When he made the first humans, God stepped back and whispered, “Very good!” That was our legacy until that first bite of that fruit.

God didn’t put evil and suffering in the world. He gave us the choice to “do justly and love mercy” (Micah 6:8), but insofar as we fail to “walk humbly” with him, our chances of doing so are slim. We are not exclusively victims of evil and suffering. We do our own share of victimizing others. So when asked, “What’s wrong with the world?” the novelist and philosopher, G. K. Chesterton, replied, “I am!”

So is God the author of evil and the suffering that follows? My view is that he created the fact of freedom and we perform the act of freedom. He made evil possible by giving us a choice, but we made it actual in the choices we make. Someone said, “It’s not that God made evil or makes us suffer, but he provided us with the option of rejecting him and the consequences consistent with that choice included the perversion of nature and the introduction of suffering.”

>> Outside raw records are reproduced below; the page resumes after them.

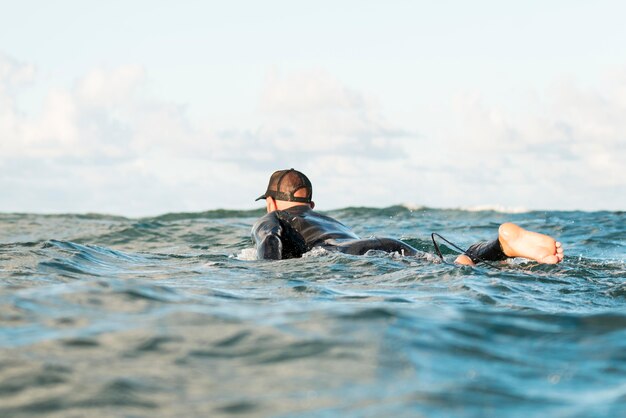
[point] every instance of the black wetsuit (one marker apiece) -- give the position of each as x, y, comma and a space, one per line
292, 232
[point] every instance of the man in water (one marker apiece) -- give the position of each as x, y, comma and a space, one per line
291, 227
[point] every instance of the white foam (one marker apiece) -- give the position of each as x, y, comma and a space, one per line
496, 208
413, 206
315, 252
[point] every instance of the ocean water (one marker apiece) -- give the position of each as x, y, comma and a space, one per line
105, 316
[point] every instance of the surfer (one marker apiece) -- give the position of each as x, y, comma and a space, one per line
291, 227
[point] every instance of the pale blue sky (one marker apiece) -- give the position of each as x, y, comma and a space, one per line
151, 107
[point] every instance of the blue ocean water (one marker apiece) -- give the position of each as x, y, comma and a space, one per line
171, 316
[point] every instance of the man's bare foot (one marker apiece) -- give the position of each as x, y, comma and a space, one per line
518, 242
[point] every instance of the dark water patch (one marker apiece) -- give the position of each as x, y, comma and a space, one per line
210, 214
170, 316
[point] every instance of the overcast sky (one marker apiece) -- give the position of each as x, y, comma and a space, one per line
145, 107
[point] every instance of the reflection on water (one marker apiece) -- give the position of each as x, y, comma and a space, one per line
171, 316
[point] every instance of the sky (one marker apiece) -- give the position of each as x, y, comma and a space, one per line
147, 107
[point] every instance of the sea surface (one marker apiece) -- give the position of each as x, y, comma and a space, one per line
172, 316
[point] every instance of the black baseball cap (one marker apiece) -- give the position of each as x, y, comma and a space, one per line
285, 183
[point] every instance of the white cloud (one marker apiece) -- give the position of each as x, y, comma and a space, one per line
103, 145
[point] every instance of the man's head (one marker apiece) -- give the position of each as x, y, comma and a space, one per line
288, 188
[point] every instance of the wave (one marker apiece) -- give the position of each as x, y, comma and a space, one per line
255, 213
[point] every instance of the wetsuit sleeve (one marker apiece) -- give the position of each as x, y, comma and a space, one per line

This isn’t “The Best of all Possible Worlds” that God could have created. We know it and God knows it. But he speaks of a better one––the best one actually––one without evil or suffering. If he’s as Great as he says he is he can bring about that best world. If he’s as Good as he claims he would certainly want to bring about the best world in the best way. So temporarily allowing evil in this world must be the best way to bring about that best world!

In that world I’m guessing we will freely choose to love him (since that’s what we do now) and we will freely make the loving choice all the time. Just a guess, but a pretty good one I think.